- Directed by: Padmarajan
- Written by: Padmarajan
- Produced by: Balan
- Starring: Jayaram Thilakan
- Cinematography: Venu
- Edited by: B. Lenin
- Music by: Ilaiyaraaja
- Production company: Gandhimathi Films
- Distributed by: Gandhimathi Films
- Release date: 9 November 1988;
- Country: India
- Language: Malayalam

= Moonnam Pakkam =

Moonnam Pakkam (The third day) is a 1988 Indian Malayalam-language drama film written and directed by Padmarajan. It stars Jayaram and Thilakan, along with Kirti Singh, Jagathi Sreekumar, Rahman, Ashokan, Ajayan and Surasu in supporting roles. Kirti and Ajayan made their debut in this film.

The film was released on Diwali day of 9 November 1988. The film was a commercial success. Thilakan's performance in the film is considered one of his most memorable performances.

==Plot==
Thampi, who retired as an accountant from the Indian Railways in the mid-1980s following his son's death, leads a solitary life in his ancestral house. Thampi's grandson Bhasker, also known as Bhasi or Pachu, is pursuing his medical studies in Bangalore Medical College. Thampi is excited when Bhasi comes along with his friends Lopez, Ranjith Menon, and Krishnankutty to spend his vacation with grandpa. Their presence brings joy and happiness into Thampi's house. Bhasi is engaged to a girl named Bhadra, who happens to be the granddaughter of Thampi's friend, a doctor.

During the vacation, Bhasi and his friends often go to the nearby beach for a swim. During one such visit, Bhasi and Lopez are pulled into the ocean, and only Lopez manages to escape. The police and the locals conduct a rescue operation in the ocean but in vain. It is believed among the locals that whatever is taken by the ocean is returned on the third day, as meant by the title of the movie.

Thampi refuses to acknowledge the fact that Bhasi is dead and puts on a brave face, consoling Bhasi's mother, his friends, and Bhadra. Eventually, Bhasi's body is found on the third day. The funeral is held on the same day, and Bhasi's friends get ready to leave the day after. They all visit the beach one last time to say goodbye to Bhasi, where they see Thampi arriving with priests to perform the funeral rites of Bhasi.

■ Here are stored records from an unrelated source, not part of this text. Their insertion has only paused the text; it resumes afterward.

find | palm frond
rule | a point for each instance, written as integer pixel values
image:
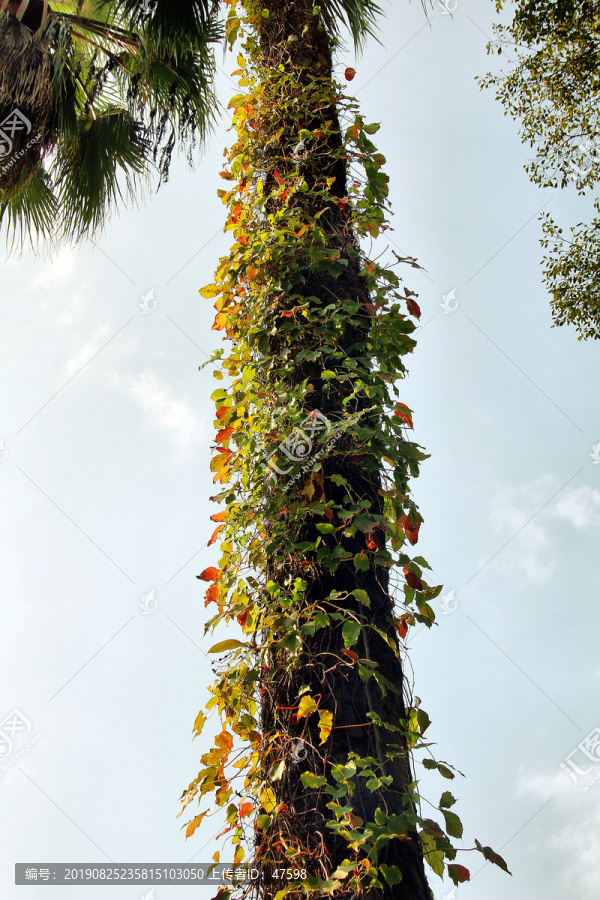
(103, 164)
(30, 209)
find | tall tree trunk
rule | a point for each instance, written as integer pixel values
(291, 36)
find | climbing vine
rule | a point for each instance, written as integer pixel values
(313, 462)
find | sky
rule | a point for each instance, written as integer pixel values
(105, 434)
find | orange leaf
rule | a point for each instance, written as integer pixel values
(404, 413)
(210, 574)
(215, 535)
(224, 434)
(220, 322)
(413, 307)
(411, 531)
(212, 595)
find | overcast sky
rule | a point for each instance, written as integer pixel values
(106, 427)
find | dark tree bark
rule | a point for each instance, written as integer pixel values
(339, 686)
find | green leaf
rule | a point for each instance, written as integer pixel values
(447, 799)
(351, 632)
(433, 856)
(458, 874)
(392, 874)
(310, 780)
(492, 856)
(263, 822)
(453, 824)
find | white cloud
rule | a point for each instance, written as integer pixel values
(580, 506)
(164, 411)
(60, 281)
(534, 547)
(573, 833)
(512, 508)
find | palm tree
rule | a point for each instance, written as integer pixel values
(318, 689)
(101, 91)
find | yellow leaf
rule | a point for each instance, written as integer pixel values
(267, 800)
(325, 723)
(307, 706)
(191, 827)
(199, 723)
(211, 290)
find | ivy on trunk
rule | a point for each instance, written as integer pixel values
(313, 455)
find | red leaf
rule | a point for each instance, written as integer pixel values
(413, 307)
(458, 874)
(402, 628)
(404, 413)
(413, 581)
(210, 574)
(212, 595)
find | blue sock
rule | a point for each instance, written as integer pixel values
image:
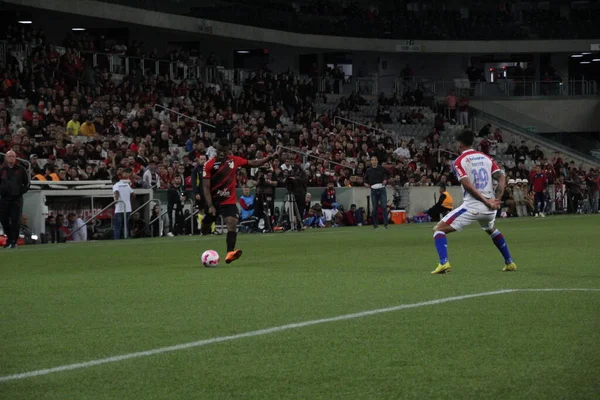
(500, 243)
(441, 245)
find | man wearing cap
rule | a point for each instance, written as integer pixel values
(14, 183)
(443, 206)
(376, 178)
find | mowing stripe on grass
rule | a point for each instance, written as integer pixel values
(267, 331)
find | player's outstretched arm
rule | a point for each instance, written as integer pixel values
(260, 162)
(492, 204)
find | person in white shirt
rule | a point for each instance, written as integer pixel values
(77, 226)
(402, 151)
(122, 191)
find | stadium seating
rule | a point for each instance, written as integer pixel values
(242, 111)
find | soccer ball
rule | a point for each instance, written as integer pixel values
(210, 258)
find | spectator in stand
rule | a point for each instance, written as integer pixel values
(74, 125)
(124, 193)
(463, 110)
(573, 183)
(593, 184)
(402, 152)
(376, 178)
(88, 128)
(78, 227)
(451, 103)
(329, 203)
(536, 154)
(150, 177)
(176, 197)
(539, 183)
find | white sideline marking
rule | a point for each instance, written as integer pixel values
(267, 331)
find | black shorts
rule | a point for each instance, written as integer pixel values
(226, 210)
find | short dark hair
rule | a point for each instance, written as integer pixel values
(466, 137)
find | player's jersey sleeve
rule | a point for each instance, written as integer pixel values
(459, 168)
(206, 171)
(239, 161)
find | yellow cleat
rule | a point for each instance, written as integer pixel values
(510, 267)
(442, 269)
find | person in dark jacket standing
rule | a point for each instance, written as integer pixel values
(14, 183)
(176, 197)
(376, 179)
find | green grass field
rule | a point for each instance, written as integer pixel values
(66, 304)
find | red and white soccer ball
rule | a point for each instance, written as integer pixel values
(210, 258)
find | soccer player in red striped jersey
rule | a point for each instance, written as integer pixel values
(219, 184)
(476, 173)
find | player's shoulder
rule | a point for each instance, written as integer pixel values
(238, 159)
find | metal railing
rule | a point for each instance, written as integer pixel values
(157, 201)
(179, 115)
(122, 64)
(100, 212)
(159, 218)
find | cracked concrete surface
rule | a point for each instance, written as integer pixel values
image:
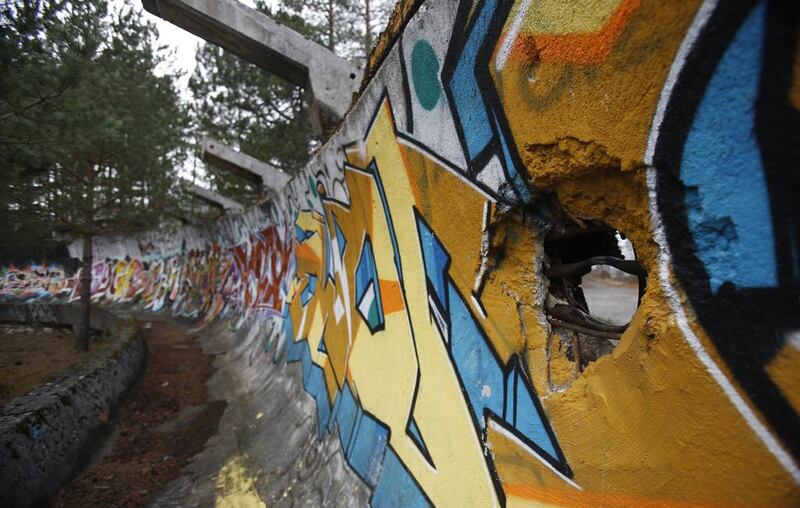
(266, 451)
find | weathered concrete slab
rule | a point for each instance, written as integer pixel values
(213, 198)
(329, 80)
(266, 449)
(225, 157)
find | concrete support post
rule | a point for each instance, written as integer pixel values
(213, 198)
(224, 157)
(329, 80)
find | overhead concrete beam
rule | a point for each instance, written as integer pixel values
(213, 198)
(219, 155)
(329, 80)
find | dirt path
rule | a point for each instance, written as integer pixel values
(167, 421)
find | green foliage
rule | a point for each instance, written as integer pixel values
(91, 134)
(261, 114)
(252, 111)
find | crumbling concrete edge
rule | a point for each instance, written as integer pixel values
(45, 433)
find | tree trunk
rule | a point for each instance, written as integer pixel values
(82, 339)
(368, 35)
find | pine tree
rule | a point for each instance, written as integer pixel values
(95, 135)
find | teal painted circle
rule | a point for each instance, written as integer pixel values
(425, 73)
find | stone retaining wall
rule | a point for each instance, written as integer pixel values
(43, 433)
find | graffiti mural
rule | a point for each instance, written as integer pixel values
(425, 269)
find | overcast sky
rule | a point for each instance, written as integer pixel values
(182, 43)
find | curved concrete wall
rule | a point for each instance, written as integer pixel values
(406, 266)
(44, 432)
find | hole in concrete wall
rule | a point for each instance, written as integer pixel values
(595, 287)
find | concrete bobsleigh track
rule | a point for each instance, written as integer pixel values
(421, 281)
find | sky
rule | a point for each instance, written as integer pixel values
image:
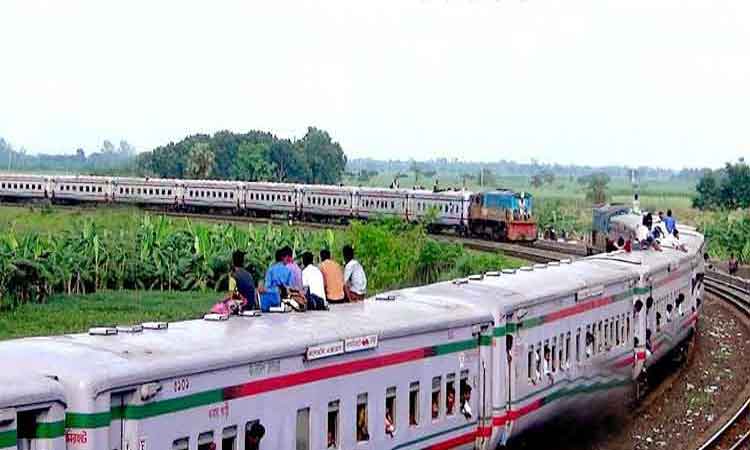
(638, 82)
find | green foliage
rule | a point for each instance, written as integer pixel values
(727, 234)
(596, 187)
(726, 188)
(77, 254)
(255, 155)
(253, 163)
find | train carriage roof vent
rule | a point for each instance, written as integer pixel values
(155, 325)
(102, 331)
(216, 317)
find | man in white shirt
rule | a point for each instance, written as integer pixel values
(312, 279)
(355, 280)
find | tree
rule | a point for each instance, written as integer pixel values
(596, 187)
(289, 162)
(252, 163)
(325, 159)
(200, 161)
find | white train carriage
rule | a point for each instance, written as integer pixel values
(452, 207)
(23, 187)
(32, 411)
(380, 202)
(146, 191)
(315, 380)
(211, 194)
(326, 201)
(81, 188)
(268, 198)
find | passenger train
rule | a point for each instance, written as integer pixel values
(469, 364)
(499, 215)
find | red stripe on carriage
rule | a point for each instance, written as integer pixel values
(452, 443)
(577, 309)
(322, 373)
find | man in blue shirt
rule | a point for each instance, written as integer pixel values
(278, 277)
(669, 222)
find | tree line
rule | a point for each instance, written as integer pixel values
(725, 188)
(251, 156)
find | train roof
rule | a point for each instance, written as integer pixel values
(21, 389)
(101, 363)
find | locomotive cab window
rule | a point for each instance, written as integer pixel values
(362, 432)
(229, 438)
(333, 424)
(414, 404)
(206, 441)
(390, 411)
(181, 444)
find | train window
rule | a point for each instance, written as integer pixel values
(181, 444)
(450, 394)
(206, 441)
(390, 411)
(414, 404)
(333, 424)
(303, 429)
(437, 384)
(362, 420)
(229, 438)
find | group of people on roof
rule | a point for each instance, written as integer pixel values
(286, 285)
(654, 235)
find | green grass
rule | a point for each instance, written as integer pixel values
(72, 314)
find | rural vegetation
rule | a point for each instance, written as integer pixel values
(94, 252)
(252, 156)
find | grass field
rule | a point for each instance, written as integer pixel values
(77, 313)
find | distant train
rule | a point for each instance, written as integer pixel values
(466, 364)
(497, 215)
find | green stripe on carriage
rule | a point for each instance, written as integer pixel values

While performing the "bali," Thampi, who had lost all hope, takes the rice ball, "balichoru," in his hands. While taking the riceball, Thampi remembers about the young Bhasi swimming in the sea. By losing all the hope, Thampi proceeds to the sea. To everyone's shock, Thampi, along with the "balichoru," submits himself to the sea and commits suicide.

==Production==
Major portions of the film were shot in Kanyakumari and its surrounding areas. The locations include Colachel, where the ancestral house is set, and Vatta Kottai, where the fort scene and the song "Thamarakkili" were filmed. The film's art direction was handled by Kurian Sabarigiri, makeup was done by Mohandas, and Indrans designed the costumes. Surya Jones worked as the film's still photographer. Malayalam playwright Surasu played a significant role in the film as Thampi's closest friend and Bhadra's grandfather. Another playwright, Jagathy N. K. Achary, made a cameo appearance as one of Thampi's friends in the film.

== Soundtrack ==

Track listing
| No. | Title | Artist(s) | Length |
|---|---|---|---|
| 1. | "Niramaala ( Unarumee Gaanam )" (Pathos) | G. Venugopal |  |
| 2. | "Thaamarakkili Paadunnu" | K. S. Chithra, M. G. Sreekumar, Ilaiyaraaja |  |
| 3. | "Unarumee Gaanam" | G. Venugopal, Chorus |  |

== Contemporary reception ==
In 2019, Aradhya Kurup of The News Minute wrote, " It's a breezy watch till a few scenes before climax. But after that you witness one of the most traumatic climax scenes in Malayalam cinema. And Thilakan's performance is such that you go through the whole rollercoaster ride with him." The New Indian Express wrote, "A youthful Jayaram and versatile Thilakan produce a unforgettable display of love and affection between a widower and his grandchild. Thilakan's Thampi is as good as his Kochuvava from Kattukuthira (1990) or Achuthan Nair from Kireedam (1989) and Chenkol (1993), establishing his contendership for the best actor ever in Malayalam."

==Awards==
G. Venugopal won the Kerala State Film Award for Best Singer for the song "Unarumee Gaanam".